You are viewing a plain text version of this content. The canonical link for it is here.

Posted to reviews@spark.apache.org by GitBox <gi...@apache.org> on 2021/10/30 00:12:37 UTC

[GitHub] [spark] c21 opened a new pull request #34444: [SPARK-32567][SQL] Add code-gen for full outer shuffled hash join

c21 opened a new pull request #34444:
URL: https://github.com/apache/spark/pull/34444

### What changes were proposed in this pull request?

As title. This PR is to add code-gen support for FULL OUTER shuffled hash join.

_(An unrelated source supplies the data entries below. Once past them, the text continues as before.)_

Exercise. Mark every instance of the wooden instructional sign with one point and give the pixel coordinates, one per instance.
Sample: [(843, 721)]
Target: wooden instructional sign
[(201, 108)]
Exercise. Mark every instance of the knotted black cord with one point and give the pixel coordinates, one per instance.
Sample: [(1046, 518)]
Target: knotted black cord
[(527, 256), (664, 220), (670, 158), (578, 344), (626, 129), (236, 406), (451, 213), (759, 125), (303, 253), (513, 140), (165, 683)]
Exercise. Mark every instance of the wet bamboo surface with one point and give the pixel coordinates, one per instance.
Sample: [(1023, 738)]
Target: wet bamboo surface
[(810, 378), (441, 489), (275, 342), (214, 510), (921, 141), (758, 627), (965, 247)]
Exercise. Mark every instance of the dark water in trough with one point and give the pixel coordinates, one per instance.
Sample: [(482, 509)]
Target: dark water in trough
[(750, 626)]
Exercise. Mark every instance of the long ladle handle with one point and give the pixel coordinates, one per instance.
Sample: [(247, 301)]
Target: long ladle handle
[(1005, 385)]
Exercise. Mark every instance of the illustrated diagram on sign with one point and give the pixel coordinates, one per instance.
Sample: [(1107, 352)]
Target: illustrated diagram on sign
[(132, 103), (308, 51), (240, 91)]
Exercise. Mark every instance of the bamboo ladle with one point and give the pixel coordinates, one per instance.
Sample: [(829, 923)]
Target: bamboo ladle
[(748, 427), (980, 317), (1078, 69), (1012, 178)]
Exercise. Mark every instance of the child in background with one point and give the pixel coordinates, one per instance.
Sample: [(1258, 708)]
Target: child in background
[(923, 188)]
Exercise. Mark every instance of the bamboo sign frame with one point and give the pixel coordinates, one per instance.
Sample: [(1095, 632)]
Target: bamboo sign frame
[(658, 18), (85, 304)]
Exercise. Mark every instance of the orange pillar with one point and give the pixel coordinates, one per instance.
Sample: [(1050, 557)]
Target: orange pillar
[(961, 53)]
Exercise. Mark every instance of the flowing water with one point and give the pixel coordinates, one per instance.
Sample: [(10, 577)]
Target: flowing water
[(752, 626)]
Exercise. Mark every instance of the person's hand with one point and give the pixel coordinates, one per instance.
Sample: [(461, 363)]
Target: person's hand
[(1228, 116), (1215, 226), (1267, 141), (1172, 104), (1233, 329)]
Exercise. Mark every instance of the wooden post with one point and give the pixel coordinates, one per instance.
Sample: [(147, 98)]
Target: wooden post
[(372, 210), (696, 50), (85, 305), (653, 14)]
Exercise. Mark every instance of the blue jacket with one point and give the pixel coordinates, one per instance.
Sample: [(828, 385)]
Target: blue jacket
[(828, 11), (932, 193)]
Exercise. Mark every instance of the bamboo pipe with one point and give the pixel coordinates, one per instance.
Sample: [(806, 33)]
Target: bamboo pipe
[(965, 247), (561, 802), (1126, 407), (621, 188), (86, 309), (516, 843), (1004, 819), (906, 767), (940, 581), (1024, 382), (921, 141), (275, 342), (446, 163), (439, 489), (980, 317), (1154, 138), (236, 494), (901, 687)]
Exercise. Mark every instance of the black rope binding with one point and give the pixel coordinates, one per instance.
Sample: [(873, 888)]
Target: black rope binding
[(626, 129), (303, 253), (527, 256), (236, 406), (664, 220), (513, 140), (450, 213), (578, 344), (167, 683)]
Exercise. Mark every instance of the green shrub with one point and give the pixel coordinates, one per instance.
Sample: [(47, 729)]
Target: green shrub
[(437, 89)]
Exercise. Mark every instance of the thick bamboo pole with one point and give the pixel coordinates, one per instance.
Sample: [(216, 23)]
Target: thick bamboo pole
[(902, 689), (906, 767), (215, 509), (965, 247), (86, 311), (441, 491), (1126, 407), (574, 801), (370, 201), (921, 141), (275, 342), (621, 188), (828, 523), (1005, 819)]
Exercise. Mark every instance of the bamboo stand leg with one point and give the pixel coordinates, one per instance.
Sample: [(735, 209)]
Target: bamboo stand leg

The main change is in `ShuffledHashJoinExec.scala:doProduce()` to generate code for FULL OUTER join.
* `ShuffledHashJoinExec.scala:codegenFullOuterJoinWithUniqueKey()` is the code for join with unique join key from build side.
* `ShuffledHashJoinExec.scala:codegenFullOuterJoinWithNonUniqueKey()` is the code for join with non-unique key.

Example query:

```
val df1 = spark.range(5).select($"id".as("k1"))
val df2 = spark.range(10).select($"id".as("k2"))
df1.join(df2.hint("SHUFFLE_HASH"), $"k1" === $"k2" % 3 && $"k1" + 3 =!= $"k2", "full_outer")
```

Generated code for example query: https://gist.github.com/c21/828b782ee81827f4148939cb50314a7b

### Why are the changes needed?

Improve query performance for FULL OUTER shuffled hash join.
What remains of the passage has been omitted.